Kathiresan noted Verve is working through the FDA’s questions following the study hold and said “it’s a matter of when, not if” it can address the agency’s questions.
Can the business model work for ultra-rare conditions?
Many genetic disorders being targeted by gene therapy developers are uncommon, affecting several thousand or a few hundreds of people in a given country. Others are rarer still, found in only a few dozen individuals or even just one or two people — conditions sometimes referred to as “n of one” diseases.
For many of these conditions, the promise of genetic medicines can be great. Treatments for several types of severe combined immunodeficiency, for instance, could be curative. But, despite developing powerfully effective treatments, drugmakers have backed off, deprioritizing SCID gene therapies.
Even the prospect of being able to price treatments in the millions of dollars might not be enough, if companies need to spend much more to collect the needed evidence and can only treat a few patients.
“When you’re talking about dozens of patients, it is tricky to think through how you can capture the appropriate value to the patient,” said ARM’s Hunt. “That has been hard and will be tricky in the future.”
A down market in biotech makes the financial calculus even harder, potentially forcing companies to prioritize projects with greater chances of earning a return on investment.
It’s a problem that regulators are watching, too.
“We’re not going to find enough philanthropic groups to foot the bill for gene therapies for the hundreds upon hundreds of different diseases that need to be addressed,” said Peter Marks, head of the FDA’s CBER, at a conference in October.

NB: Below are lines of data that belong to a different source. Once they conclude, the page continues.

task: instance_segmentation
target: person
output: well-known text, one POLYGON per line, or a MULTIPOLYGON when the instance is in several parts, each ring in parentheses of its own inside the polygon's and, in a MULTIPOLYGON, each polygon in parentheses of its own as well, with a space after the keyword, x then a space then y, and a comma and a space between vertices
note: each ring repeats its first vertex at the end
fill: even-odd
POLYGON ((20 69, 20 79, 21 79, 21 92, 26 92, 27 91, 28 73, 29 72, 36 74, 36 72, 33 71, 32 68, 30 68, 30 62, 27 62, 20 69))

“We’re gonna have to find a way to make this commercially viable so that industry can find a way forward towards this.”
He put forward a few proposals for how his agency could lower hurdles for developing therapies for ultra-rare diseases, such as using data from one application to speed review of others using the same technology.
Meanwhile, in the U.S., Bluebird will put the model to the test. It expects to treat only 10 patients a year with its newly approved gene therapy Skysona, for a rare childhood brain disease.